The xml file is too big to open in my IE browser (and too big for any customer to open either). I was hoping to get a set of inter-linked files (similar to the way downloads of the CIA World Factbook are presented), so anyone could open a home page and navigate to the the rest.
Is there anything I can do (with my Windows PC) to convert the downloadable files to this format? Or could anyone out there in the Wikipedia community help me?
Thanks very much.
Best wishes.
Richard
Richard Seltzer, seltzer@samizdat.com, 617-469-2269, http://www.samizdat.com A library for the price of a book http://store.yahoo.com/samizdat A summary of our book publishing projects http://www.samizdat.com/orientation.html
On 5 Jan 2006, at 18:55, Richard Seltzer wrote:
I publish books (mainly public domain) on CD and DVD. You can see my offerings at http://store.yahoo.com/samizdat
I would like to publish a DVD that includes the full text of Wikipedia, peferably as a set of interlinked html pages (easy for a novice to use, and with no need for a database). The DVD would also include dozens of other reference books.
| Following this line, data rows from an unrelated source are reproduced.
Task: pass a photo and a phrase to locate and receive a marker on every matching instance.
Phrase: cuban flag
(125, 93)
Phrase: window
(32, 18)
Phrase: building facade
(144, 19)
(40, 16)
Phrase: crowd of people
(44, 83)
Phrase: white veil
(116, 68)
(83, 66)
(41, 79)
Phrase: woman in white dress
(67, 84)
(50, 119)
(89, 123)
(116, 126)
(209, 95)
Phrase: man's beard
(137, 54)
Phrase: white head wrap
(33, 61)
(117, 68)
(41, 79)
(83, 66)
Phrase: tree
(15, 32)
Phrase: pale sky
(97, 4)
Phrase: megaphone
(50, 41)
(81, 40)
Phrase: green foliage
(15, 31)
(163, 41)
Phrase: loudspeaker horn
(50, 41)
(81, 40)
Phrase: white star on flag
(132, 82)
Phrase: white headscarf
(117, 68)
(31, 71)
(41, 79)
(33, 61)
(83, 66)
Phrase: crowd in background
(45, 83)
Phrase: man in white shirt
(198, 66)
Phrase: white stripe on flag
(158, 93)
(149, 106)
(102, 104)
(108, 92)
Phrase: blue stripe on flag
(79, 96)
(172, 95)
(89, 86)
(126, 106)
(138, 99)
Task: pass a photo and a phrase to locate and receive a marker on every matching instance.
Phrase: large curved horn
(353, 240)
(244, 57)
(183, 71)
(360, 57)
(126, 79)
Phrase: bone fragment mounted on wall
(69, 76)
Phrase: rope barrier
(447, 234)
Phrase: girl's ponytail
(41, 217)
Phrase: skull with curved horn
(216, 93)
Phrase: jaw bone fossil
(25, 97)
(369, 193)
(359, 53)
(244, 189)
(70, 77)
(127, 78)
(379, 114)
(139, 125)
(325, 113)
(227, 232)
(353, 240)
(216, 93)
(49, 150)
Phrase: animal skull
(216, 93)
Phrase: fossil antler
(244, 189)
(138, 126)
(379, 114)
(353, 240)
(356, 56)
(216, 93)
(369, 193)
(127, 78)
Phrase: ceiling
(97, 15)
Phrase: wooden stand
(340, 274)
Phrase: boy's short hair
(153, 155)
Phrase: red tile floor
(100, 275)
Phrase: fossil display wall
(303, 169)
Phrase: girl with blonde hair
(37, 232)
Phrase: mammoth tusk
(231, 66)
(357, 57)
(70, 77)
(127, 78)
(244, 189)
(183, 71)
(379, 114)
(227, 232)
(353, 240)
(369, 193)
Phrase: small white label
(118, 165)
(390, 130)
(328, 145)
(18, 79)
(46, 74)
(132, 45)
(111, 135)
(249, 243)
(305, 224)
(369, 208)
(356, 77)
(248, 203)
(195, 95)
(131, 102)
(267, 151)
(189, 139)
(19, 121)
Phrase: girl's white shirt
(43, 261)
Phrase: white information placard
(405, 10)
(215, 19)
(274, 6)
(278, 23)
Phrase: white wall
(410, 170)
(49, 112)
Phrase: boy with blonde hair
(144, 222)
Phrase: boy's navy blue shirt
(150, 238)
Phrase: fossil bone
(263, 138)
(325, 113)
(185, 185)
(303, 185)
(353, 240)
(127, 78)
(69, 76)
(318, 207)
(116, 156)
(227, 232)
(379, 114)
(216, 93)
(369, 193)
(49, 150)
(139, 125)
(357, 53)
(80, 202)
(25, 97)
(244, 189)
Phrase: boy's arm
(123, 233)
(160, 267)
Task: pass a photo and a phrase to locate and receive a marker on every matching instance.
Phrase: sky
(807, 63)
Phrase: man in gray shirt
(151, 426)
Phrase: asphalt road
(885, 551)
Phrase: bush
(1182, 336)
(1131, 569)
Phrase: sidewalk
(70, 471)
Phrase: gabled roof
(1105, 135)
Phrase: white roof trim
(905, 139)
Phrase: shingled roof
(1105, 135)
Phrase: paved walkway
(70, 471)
I understand (thanks to Lars Aronsson) that Directmedia Publishing in Berlin (www.directmedia.de) put the German Wikipedia on DVD (ISBN 3-86640-001-2). It sells for $10 on www.amazon.de, and $1 of that goes to the German branch of the Wikimedia Foundation.
I would like to do something similar for the English version. I would sell it for $12 since it includes other works as well and also since I provide free shipping inside the US. I could also contribute $1 for each DVD sold to the Wikimedia Foundation (or whatever branch of that is appropriate). In addition, I would like to update the DVD about once a month.
I downloaded 20051105_pages_articles.xml.bz2 823 Mbytes I uncompressed that file (using ZipZag) to 20051105_pages_artcles.xml 3.5 Gigabytes
But what can I/should I do next?
The xml file is too big to open in my IE browser (and too big for any customer to open either). I was hoping to get a set of inter- linked files (similar to the way downloads of the CIA World Factbook are presented), so anyone could open a home page and navigate to the the rest.
Is there anything I can do (with my Windows PC) to convert the downloadable files to this format? Or could anyone out there in the Wikipedia community help me?
You need to install the mediawiki software, import the xml into the database and then write a script to generate the html pages. You probably want to find a tame hacker to help set it up for the first time (you will need some customisation, set up a look and feel etc; also if you are not going to have the pictures you may want to strip out the captions, and you need to work out what to do with red links etc).
Suggest you mail the technical list to find someone who can do the detailed work. Its not a huge amount although getting it right may take a while as there is a lot to check.
Best wishes
Justinc
On 05/01/06, Richard Seltzer seltzer@samizdat.com wrote:
I understand (thanks to Lars Aronsson) that Directmedia Publishing in Berlin (www.directmedia.de) put the German Wikipedia on DVD (ISBN 3-86640-001-2). It sells for $10 on www.amazon.de, and $1 of that goes to the German branch of the Wikimedia Foundation.
Euro not dollars, but yeah. Handily, ten euro is almost exactly the $12 you mention below.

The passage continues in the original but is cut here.